Markets were gripped by the European sovereign debt crisis in 2011, but corporate defaults were surprisingly few during the year, says Moody’s Investors Service.

The rating agency reports that there were only 35 Moody’s-rated corporate issuers that defaulted, on a total of $36 billion of debt in 2011. This was the lowest level in four years, said Sharon Ou, author of the report. “This modest default number stemmed mostly from ample liquidity, low interest rates and the recent surge of refinancing that addressed looming maturities,” she said.

The year’s defaults were led by the transportation sector, which accounted for seven defaults, including American Airlines. By region, defaults remained concentrated in North America with 25 issuers defaulting on $26 billion of debt, and the remaining 10 were from Europe, with $10 billion of debt affected.
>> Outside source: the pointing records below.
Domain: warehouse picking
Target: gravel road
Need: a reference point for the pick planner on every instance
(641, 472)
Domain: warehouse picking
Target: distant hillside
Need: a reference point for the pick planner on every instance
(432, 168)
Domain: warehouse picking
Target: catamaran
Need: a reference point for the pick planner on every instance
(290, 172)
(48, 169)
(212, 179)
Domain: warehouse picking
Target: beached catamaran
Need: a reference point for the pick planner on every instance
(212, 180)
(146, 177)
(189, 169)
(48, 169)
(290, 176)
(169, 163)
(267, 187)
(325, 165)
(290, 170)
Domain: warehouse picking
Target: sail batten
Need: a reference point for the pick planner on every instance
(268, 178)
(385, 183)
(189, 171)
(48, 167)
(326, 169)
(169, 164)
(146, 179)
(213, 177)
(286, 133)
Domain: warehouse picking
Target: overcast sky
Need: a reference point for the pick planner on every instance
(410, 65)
While the European crisis didn’t lead to a large number of defaults during the year, the increasing risk did lead to declining credit quality during the year, reflected in Moody’s quarterly ratings drift as measured by the rating upgrade rate minus the rating downgrade rate, which fell from -2.6% to -5.1% in the last quarter of 2011.

Moody’s global speculative-grade default rate ended 2011 at 1.8%, down from 2010’s year-end level of 3.2%. The default rate for all Moody’s-rated corporate issuers fell to 0.8% at the end of 2011 from 1.3% at year-end 2010.

Looking ahead, Moody’s default rate forecasting model predicts a modest rise in the global default rate this year, under the baseline macroeconomic scenario. The default rate is anticipated to rise to 2.8% by December 2012, a level below the historical average of 4.8%.

“The declining trend in high yield default rate, which has lasted for over two years, has probably ended,” says Albert Metz, managing director of credit policy research at the firm. “The current weak macroeconomic climate, falling consumer confidence, and deteriorating corporate credit quality are expected to put upward pressure on the default rate.”

In a more pessimistic scenario, which assumes that the sovereign debt problem materializes and leads the global economy into a double dip recession, the default rate could rise to 8.1%, which would still be below the 2008-2009 peak of 13.6%, says Moody’s.